In flood risk management, risk equals the probability of flood events times losses caused by flooding. In this perspective, we could see that to lower the risks of disasters, we could rely not only on infrastructures that lower the probability of hazards, including those for flood control, drainage, observation, etc, but also proper institutions of the society that reduces losses, which would cover, for example, forecasting and warning, infrastructure operation, disaster relief and asset management. The realisation of these two aspects would also require a solid basis of knowledge, which comes only from basic research and information management.
What we could do as ordinary people
Many may think that the above seems rather distant from our daily life, but in fact not. While individuals could do little to reduce the probability of natural hazards, we could do much in reducing the subsequent loss by, for example, paying attention to weather forecasts and warning, purchasing insurance, familiarising ourselves with knowledge of helping ourselves and each other in case disasters take place. These would all contribute to the resilience of individuals and families.
For climate adaptation, while national energy and decarbonisation policies and programmes are indeed crucial, it is not to be neglected that individual contributions could also be huge. All our behaviours may cause carbon emissions, also known as the ‘carbon footprint’. Though it is completely impossible to ask everyone to be absolutely carbon neutral, we could easily adopt tiny habits that could help lower it.
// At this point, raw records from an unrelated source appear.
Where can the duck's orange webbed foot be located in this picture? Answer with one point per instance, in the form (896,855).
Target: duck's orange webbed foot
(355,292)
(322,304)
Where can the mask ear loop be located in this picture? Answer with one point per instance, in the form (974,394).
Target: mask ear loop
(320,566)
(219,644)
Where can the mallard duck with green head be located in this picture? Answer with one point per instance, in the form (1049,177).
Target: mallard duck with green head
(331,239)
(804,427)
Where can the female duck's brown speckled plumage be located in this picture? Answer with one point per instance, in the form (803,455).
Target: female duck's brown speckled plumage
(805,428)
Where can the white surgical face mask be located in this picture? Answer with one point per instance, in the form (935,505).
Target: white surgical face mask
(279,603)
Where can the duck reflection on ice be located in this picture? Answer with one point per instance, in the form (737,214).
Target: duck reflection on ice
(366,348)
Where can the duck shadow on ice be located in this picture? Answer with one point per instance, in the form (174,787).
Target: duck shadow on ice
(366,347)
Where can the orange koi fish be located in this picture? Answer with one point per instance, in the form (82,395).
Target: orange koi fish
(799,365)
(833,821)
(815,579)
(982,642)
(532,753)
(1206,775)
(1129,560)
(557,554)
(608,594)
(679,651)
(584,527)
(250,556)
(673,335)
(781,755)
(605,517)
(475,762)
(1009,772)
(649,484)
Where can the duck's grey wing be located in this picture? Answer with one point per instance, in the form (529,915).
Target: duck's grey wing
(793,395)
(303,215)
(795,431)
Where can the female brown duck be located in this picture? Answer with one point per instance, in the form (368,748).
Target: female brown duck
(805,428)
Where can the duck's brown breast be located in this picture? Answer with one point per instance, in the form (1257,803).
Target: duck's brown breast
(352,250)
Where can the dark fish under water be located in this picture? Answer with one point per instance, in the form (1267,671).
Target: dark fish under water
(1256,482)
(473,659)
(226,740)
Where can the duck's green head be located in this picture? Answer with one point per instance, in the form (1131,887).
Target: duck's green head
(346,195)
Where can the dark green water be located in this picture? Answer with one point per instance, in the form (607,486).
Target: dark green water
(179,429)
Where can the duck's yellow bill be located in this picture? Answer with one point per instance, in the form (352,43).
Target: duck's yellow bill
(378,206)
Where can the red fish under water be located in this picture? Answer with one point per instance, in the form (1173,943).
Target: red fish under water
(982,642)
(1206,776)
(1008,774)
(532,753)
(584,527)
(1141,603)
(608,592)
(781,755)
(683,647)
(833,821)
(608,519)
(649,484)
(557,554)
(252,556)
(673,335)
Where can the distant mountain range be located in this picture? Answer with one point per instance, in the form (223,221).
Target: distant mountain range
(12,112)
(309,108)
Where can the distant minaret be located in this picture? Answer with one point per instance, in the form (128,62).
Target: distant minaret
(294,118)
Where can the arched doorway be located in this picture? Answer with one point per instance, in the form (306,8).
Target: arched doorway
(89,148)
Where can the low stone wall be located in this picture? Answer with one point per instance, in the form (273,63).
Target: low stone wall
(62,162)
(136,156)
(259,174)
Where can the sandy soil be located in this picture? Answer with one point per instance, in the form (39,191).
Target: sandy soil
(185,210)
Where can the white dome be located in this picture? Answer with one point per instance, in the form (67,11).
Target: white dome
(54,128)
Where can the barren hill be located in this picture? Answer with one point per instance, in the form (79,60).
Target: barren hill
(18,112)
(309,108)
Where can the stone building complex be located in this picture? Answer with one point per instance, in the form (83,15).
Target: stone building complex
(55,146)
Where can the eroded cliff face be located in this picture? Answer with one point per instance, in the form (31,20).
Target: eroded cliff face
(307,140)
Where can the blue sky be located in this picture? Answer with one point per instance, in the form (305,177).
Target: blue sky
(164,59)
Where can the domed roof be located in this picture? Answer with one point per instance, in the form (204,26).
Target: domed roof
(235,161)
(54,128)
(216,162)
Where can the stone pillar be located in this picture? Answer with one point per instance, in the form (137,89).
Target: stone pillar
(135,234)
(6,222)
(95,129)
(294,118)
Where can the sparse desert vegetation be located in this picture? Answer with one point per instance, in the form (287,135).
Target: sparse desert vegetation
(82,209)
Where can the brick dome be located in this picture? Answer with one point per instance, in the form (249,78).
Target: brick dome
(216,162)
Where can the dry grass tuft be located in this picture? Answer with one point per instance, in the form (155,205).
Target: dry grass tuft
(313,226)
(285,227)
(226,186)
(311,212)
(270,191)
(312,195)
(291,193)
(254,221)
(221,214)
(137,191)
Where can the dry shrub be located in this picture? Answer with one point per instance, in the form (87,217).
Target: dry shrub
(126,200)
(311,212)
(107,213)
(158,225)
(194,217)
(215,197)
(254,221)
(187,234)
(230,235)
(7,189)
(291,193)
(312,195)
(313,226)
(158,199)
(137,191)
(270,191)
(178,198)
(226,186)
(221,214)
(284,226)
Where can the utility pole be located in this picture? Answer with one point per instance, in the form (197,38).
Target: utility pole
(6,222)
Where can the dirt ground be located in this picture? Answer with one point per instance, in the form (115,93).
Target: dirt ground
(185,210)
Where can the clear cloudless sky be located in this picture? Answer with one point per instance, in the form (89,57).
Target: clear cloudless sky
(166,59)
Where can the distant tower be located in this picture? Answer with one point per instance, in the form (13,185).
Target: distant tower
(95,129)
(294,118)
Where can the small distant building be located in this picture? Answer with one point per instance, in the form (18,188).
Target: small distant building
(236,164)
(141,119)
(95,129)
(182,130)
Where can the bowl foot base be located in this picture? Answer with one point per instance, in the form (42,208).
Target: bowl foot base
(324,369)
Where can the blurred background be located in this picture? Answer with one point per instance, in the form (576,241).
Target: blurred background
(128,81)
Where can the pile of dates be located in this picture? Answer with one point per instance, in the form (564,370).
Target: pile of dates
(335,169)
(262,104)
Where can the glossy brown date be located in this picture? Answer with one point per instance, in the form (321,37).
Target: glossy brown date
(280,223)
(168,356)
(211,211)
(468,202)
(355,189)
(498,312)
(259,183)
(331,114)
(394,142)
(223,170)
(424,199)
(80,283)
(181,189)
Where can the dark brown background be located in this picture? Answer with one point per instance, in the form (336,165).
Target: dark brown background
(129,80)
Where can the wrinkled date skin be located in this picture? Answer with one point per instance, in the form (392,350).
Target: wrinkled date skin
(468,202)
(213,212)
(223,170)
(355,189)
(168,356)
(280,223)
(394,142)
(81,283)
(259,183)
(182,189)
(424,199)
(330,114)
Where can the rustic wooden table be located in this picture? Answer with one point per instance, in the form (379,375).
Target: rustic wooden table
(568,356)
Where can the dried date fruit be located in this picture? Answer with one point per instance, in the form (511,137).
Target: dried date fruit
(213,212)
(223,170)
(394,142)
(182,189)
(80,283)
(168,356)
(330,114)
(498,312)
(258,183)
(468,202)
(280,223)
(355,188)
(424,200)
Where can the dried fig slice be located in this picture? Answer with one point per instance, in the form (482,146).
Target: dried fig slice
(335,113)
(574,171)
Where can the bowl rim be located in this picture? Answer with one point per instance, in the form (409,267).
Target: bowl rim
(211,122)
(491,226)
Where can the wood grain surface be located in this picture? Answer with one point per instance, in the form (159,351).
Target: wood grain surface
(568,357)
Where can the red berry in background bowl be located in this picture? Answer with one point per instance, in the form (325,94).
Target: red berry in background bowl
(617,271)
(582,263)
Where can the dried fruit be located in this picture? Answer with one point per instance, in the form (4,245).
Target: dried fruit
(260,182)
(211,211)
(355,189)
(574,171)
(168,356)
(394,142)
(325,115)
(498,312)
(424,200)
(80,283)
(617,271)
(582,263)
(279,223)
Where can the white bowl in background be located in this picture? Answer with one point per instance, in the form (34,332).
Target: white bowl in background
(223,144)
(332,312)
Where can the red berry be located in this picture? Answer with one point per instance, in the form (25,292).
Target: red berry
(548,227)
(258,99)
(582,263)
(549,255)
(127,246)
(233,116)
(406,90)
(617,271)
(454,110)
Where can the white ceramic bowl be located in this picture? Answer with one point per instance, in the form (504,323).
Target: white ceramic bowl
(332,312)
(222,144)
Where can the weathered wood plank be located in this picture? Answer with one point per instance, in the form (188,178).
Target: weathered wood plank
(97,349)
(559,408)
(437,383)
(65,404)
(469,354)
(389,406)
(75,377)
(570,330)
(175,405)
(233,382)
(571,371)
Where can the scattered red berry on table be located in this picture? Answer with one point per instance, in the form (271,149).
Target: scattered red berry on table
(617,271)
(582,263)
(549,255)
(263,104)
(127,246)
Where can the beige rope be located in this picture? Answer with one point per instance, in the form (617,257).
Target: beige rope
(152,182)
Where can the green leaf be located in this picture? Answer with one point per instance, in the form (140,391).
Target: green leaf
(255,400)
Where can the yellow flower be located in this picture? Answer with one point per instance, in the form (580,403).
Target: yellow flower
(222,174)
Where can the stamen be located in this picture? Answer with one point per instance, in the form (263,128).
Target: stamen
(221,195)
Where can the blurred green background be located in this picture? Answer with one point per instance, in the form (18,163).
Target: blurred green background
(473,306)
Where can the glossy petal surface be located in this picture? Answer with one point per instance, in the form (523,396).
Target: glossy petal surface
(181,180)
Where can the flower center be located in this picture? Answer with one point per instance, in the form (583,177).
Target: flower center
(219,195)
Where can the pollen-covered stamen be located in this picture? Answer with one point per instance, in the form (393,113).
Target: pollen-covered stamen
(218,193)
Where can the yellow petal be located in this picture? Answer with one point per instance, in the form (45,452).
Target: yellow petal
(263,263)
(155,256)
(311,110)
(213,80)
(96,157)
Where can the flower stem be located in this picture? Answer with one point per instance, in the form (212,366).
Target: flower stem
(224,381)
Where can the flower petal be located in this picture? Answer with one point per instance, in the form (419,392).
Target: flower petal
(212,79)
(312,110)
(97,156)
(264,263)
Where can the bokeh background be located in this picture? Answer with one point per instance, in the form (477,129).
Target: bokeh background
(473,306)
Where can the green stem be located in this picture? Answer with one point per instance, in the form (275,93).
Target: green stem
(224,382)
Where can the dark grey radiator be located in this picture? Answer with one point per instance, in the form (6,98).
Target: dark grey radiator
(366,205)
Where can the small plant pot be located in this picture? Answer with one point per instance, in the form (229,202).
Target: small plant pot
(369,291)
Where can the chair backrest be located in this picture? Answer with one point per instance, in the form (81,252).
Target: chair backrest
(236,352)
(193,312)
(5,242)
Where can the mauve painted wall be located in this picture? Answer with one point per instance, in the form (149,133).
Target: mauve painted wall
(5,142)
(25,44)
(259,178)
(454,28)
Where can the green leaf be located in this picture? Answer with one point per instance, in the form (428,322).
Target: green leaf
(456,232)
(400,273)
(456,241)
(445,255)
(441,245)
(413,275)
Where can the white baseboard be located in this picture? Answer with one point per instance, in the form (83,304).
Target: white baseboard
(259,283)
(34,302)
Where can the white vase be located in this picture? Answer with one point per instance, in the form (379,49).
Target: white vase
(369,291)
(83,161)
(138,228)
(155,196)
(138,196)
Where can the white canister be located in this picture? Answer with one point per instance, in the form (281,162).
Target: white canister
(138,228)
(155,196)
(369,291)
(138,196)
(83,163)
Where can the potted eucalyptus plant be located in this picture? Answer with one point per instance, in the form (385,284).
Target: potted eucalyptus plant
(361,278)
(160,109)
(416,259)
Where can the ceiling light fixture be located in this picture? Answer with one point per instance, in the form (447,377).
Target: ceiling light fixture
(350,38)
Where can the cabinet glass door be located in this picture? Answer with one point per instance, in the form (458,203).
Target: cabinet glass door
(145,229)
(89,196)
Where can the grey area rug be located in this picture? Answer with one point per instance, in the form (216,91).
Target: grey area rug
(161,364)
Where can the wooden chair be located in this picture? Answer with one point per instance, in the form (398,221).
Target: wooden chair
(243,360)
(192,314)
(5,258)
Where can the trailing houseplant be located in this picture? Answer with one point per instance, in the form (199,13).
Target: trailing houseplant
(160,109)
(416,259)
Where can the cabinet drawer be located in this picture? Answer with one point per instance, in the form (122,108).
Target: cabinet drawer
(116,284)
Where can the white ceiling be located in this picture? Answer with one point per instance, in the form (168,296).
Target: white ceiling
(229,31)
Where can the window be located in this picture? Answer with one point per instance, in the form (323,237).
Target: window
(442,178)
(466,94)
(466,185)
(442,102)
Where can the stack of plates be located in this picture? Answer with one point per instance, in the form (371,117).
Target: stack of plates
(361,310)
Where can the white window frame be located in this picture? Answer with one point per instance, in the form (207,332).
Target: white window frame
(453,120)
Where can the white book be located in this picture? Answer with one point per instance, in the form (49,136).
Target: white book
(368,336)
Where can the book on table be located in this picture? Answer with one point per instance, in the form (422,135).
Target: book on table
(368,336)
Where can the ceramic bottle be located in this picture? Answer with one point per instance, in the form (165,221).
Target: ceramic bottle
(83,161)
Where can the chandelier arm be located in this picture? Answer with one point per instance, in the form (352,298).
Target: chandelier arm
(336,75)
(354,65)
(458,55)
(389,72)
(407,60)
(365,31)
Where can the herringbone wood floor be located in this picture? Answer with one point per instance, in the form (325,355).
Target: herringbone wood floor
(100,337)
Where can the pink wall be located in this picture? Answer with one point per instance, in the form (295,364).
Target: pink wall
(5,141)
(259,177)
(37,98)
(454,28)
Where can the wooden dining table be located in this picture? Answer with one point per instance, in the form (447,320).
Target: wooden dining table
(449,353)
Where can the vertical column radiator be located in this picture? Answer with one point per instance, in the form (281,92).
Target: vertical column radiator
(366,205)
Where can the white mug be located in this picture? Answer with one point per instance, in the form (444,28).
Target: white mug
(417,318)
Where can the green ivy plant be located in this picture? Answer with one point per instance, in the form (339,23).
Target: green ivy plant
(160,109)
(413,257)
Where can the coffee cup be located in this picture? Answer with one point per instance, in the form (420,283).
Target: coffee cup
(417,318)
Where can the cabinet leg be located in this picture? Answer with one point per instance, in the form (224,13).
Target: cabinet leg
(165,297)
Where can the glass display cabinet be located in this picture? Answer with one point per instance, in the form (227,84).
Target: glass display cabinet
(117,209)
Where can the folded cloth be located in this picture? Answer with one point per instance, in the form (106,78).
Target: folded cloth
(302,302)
For example, we could start by using less disposable items, buying one less piece of garment, making one less road trip, taking one less flight, having one more vegetarian meal, or drinking one less cup of coffee. China made a solemn commitment at the UN General Assembly in September 2020 that it is going to reach peak carbon emission by 2030 and become carbon neutral by 2060. However, fossil fuels still make up a major share in its current energy portfolio, and China is still the biggest carbon emitter of the world. We need everyone onboard to become carbon neutral.
No man ever steps in the same river twice.
Heraclitus, Geek philosopher
“No man ever steps in the same river twice.” Said Geek philosopher Heraclitus. Under a warming climate, the environment we rely on is no longer the river we were familiar with. We must adapt to the changes, so that we could still go across this new river in success.